Elle lui adressa un petit sourire froid. Dans la pénombre, l’expression
de ses yeux était indéchiffrable.
– Tu m’as dit que tu avais besoin d’argent pour lever une armée,
Aedion, répondit-elle. En voilà : toute cette somme, jusqu’à la plus petite
pièce, sera pour Terrasen. Arobyn nous le devait bien. Le soir où j’ai
combattu aux Fosses, je l’ai fait uniquement parce que, quelques jours plus
tôt, j’avais demandé aux propriétaires des lieux d’appâter Arobyn pour qu’il
investisse dans leur établissement. Il a mordu à l’hameçon sans se méfier. Je
voulais être sûre qu’il regagnerait vite tout ce qu’il a perdu quand j’ai
démoli le Caveau, afin que nous puissions récupérer cet argent.

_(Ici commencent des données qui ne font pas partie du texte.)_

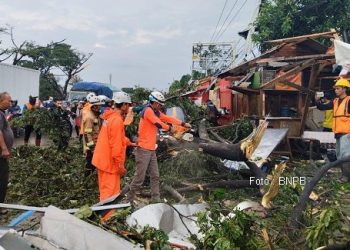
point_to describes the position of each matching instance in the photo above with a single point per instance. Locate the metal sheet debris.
(69, 232)
(165, 217)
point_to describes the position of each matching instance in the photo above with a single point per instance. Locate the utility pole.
(214, 57)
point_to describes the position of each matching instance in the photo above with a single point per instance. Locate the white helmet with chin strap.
(103, 98)
(94, 100)
(156, 96)
(90, 96)
(122, 97)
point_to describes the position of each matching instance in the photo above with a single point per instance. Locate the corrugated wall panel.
(19, 82)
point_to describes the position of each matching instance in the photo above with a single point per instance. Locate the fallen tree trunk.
(203, 133)
(227, 184)
(300, 207)
(226, 151)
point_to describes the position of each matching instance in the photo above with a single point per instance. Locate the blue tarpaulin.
(96, 87)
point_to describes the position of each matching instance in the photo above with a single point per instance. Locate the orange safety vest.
(110, 150)
(341, 116)
(29, 106)
(84, 111)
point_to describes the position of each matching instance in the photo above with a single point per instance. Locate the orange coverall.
(109, 155)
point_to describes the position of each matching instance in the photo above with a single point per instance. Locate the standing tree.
(46, 59)
(71, 62)
(286, 18)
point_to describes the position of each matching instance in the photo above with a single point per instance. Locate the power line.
(211, 39)
(227, 17)
(233, 18)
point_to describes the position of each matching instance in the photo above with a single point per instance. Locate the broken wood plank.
(220, 127)
(293, 71)
(173, 193)
(312, 82)
(300, 38)
(294, 58)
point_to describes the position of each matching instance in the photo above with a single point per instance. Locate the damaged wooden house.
(280, 84)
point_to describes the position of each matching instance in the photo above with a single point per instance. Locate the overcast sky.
(137, 41)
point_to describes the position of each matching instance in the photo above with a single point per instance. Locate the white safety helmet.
(156, 96)
(90, 96)
(122, 97)
(103, 98)
(94, 100)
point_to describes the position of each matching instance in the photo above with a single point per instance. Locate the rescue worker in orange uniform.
(92, 126)
(85, 110)
(31, 106)
(341, 122)
(109, 156)
(151, 120)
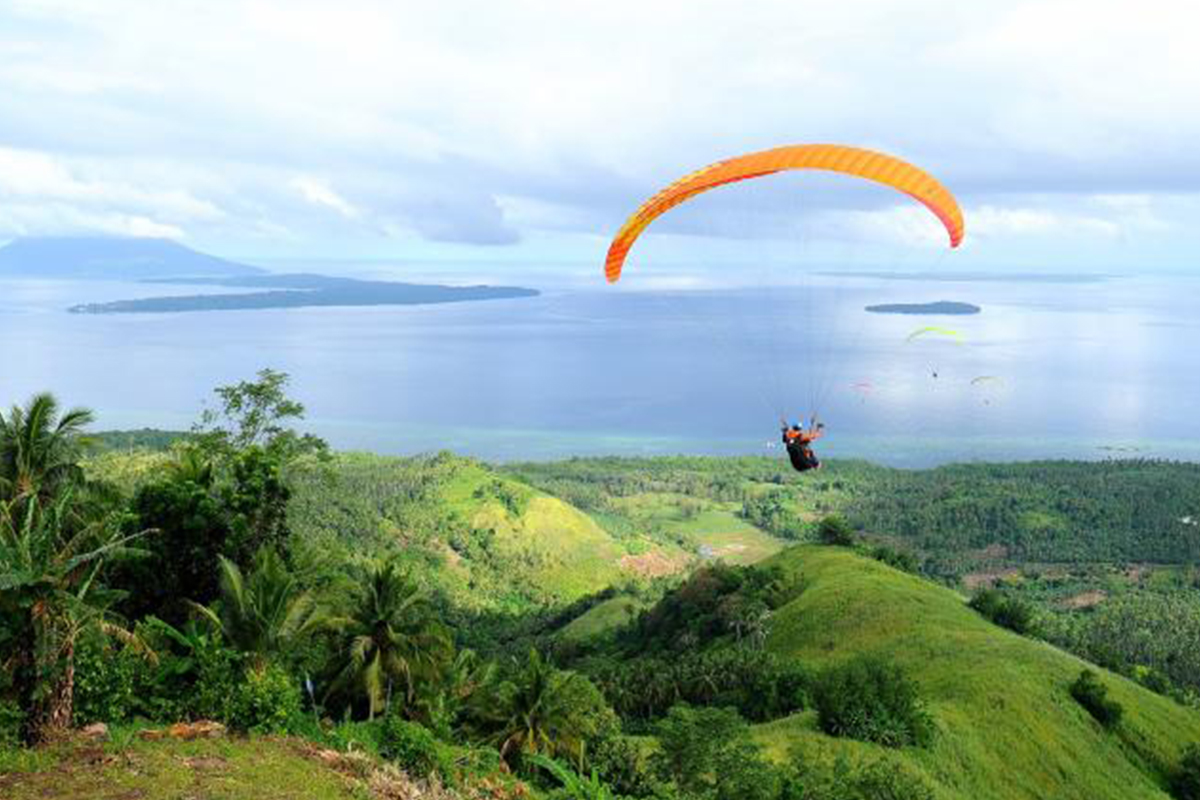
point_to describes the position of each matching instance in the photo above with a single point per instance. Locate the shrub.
(12, 721)
(873, 701)
(267, 701)
(711, 753)
(349, 737)
(1186, 779)
(1007, 612)
(414, 749)
(106, 685)
(901, 560)
(835, 530)
(845, 780)
(1092, 695)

Aedion secoua la tête, visiblement médusé.
– Comment… comment as-tu fait, bon sang ? demanda-t-il.
– Elle s’est introduite plusieurs fois dans la banque au beau milieu de
la nuit, répondit calmement Rowan, devançant Aelin. Et elle a eu plusieurs
rendez-vous avec le directeur durant lesquels elle s’est familiarisée avec la
disposition des lieux et les chambres fortes.

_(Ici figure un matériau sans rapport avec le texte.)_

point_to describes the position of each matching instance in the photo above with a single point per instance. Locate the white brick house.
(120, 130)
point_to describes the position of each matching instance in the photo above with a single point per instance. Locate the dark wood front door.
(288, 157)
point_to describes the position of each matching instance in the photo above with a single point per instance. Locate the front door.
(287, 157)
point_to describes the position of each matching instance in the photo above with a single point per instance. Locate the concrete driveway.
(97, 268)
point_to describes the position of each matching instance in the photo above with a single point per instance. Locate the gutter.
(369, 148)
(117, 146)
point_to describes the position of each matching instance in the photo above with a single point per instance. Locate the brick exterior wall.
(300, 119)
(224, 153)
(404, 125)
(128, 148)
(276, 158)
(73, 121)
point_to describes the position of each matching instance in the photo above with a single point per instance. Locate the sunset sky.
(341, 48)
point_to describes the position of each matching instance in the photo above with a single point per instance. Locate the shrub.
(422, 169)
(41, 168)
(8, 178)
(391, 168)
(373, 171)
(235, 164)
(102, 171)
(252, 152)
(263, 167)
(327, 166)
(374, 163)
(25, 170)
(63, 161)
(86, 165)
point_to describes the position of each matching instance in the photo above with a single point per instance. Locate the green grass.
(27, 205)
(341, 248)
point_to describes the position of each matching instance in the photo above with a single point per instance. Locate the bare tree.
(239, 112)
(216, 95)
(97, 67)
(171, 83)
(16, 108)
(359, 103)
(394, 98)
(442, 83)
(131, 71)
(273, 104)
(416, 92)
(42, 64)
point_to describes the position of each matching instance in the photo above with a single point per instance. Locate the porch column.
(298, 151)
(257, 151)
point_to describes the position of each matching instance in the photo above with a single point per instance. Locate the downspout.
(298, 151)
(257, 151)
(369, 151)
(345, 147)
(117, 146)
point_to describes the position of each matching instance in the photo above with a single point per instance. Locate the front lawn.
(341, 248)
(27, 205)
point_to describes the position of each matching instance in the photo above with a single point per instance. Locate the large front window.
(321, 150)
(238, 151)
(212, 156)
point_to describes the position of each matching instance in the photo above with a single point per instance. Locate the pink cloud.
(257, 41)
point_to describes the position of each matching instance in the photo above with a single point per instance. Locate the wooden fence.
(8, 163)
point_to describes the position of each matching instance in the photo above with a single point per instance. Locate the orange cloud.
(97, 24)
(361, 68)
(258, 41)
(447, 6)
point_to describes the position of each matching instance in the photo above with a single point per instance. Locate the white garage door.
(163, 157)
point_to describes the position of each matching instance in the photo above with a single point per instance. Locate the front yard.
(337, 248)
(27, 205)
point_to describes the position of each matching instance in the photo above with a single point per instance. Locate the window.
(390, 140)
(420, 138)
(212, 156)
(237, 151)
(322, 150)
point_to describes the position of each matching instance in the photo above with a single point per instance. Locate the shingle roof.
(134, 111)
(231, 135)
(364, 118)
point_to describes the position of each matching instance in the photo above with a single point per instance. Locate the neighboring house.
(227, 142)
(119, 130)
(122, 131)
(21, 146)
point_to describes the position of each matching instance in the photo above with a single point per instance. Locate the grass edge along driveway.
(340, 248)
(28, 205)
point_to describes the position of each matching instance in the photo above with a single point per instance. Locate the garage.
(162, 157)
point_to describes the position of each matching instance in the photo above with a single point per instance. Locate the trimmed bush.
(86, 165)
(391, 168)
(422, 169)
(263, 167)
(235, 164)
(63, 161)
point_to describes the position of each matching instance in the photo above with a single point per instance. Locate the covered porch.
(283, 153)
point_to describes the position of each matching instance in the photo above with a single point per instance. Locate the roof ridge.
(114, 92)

Quelle femme que sa reine… Un frisson d’exaltation familier courut
dans son sang.
– Tu as brûlé l’original du testament ? demanda-t-il.
– Clarisse serait devenue très riche et Tern aurait été couronné roi des
assassins, répondit-elle sans lui accorder un regard. Et vous savez ce que
j’aurais reçu en héritage ? L’amulette d’Orynth. Rien de plus.
– Et c’est ce testament qui t’a confirmé qu’il l’avait en sa possession et
qui t’a appris où il la gardait ?
Elle haussa les épaules, comme pour rejeter la stupeur et l’admiration
qui se lisaient sur son visage. Comme pour le rejeter complètement de sa
vie.
Aedion se frotta la tête.
– Je ne sais plus quoi dire, commenta-t-il. Tu aurais tout de même pu
me prévenir pour que je ne reste pas bouche bée comme un crétin à la
lecture du testament.
– Non, il était crucial que ta surprise soit spontanée. Lysandra elle-
même ne savait rien.
Devant cette réponse si froide, si détachée, Rowan eut envie de la
secouer pour la forcer à lui parler et à le regarder. Mais il n’était pas sûr de
pouvoir se maîtriser si elle persistait à garder ses distances, si elle s’écartait
à nouveau de lui sous le regard d’Aedion.
Aelin se tourna vers le cadavre d’Arobyn et rejeta le drap de son
visage, dévoilant la blessure en dents de scie qui barrait son cou pâle.
Son visage était calme à présent, mais d’après les quantités de sang
qu’elle avait vues dans la chambre, il était encore conscient quand il s’était
étouffé dans son sang.
Quand Aelin toisa son ancien maître, son visage ne trahissait aucune
émotion. Seul le contour de sa bouche s’était durci.
– J’espère que le dieu des ténèbres te réservera une place de choix dans
son royaume, déclara-t-elle d’une voix dont la caresse nocturne fit
frissonner Rowan.
Elle tendit la main vers son cousin.
– Passe-moi ton épée.
Aedion tira l’épée d’Orynth et la lui remit. Aelin contempla l’arme de
ses ancêtres en la soupesant. Quand elle releva la tête, ses remarquables
yeux turquoise n’exprimaient plus que la résolution glacée d’une reine
rendant la justice.
Alors elle souleva l’épée de son père, l’abattit, et la tête d’Arobyn
roula sur la table avec un bruit ignoble. Aelin regarda le cadavre avec un
sourire sardonique.
– Simple précaution, dit-elle pour toute explication.